Winter Happens, Man – Deal With It

busIt would be easy to write this post from a “When I was a boy…” viewpoint, as in, “When I was a boy we had to walk 16 miles to school through 12 foot snow drifts when it was -60º and fighter planes were strafing us and Siberian tigers chased us the whole way!”  But this is too serious an issue to be flippant about.

Today, my daughter’s school district cancelled school because of “road conditions.”  The condition of the roads?  One centimeter of wet slush.  And it was raining, so even that was disappearing fast.  And the forecast temperature for today is 13º C (55º F), so it’s not like it’s going to freeze later, at the end of the school day.

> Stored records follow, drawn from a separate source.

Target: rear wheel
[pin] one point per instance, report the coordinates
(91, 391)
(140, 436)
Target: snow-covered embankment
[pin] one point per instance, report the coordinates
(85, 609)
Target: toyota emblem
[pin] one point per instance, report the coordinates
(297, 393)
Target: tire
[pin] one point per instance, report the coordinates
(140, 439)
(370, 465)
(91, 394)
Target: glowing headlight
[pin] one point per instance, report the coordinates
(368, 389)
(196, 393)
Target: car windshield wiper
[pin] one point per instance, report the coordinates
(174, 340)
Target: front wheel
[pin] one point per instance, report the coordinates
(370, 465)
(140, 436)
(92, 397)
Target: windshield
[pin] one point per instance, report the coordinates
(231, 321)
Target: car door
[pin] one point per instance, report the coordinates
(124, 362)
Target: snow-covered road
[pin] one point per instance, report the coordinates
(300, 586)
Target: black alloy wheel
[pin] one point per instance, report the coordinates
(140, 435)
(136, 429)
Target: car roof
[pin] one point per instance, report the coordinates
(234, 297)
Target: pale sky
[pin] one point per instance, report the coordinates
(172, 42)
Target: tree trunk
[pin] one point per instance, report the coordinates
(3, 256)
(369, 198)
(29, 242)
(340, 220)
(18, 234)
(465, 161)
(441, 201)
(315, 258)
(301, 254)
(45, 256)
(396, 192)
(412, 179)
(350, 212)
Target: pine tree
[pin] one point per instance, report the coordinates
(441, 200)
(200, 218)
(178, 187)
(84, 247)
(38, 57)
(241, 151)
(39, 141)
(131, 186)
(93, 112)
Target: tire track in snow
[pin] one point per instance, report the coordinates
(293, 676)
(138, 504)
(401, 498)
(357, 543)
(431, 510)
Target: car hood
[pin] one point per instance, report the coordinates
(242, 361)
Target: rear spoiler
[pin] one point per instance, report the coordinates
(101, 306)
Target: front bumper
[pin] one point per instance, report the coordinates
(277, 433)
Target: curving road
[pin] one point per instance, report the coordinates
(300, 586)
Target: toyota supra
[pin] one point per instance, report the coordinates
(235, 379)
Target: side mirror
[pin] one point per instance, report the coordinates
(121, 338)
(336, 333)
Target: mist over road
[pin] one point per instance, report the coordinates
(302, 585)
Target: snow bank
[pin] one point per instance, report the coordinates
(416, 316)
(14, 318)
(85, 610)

Last year there were something like 9 snow days and only 1 or maybe 2 were truly warranted.  So that’s 7 days × 16,000 students × 6 hours/day = 672,000 hours of educational time that were needlessly withheld from our children.  And that’s just our school district.  Multiply that number by all the other districts and provinces.  I personally think that education is the most important challenge facing us these days, and doing less of it is not the answer.

And there’s the cost!  I don’t know how many teachers there are or what they get paid, but if we assume that they make $30 an hour and are responsible, on average, for 20 kids each, then that’s over a million bucks worth of teaching that taxpayers didn’t get what they paid for.

I don’t blame the teachers, of course.  I blame the over-cautious administrator that makes the judgement call early in the morning.  What’s going though his/her mind is, “If I cancel school today, then the worst thing that can happen is that some wacko blogger will be mad at me.  If I don’t cancel school, and FOR ANY REASON (weather-related or not) any harm comes to a child, I will be vilified and fired.”  Hmmm.  Tough choice.

But we need someone who can make that tough choice independently of their own situation.  We need someone that balances the cost to society of under-educating our future workforce, with the extremely small chance that something bad might happen.  Maybe it’s impossible for a human to make that decision rationally – maybe we need some kind of software that inputs all the meteorological data and spits out the answer.  Someone go invent that.

And I was exaggerating before – it was only 8 miles.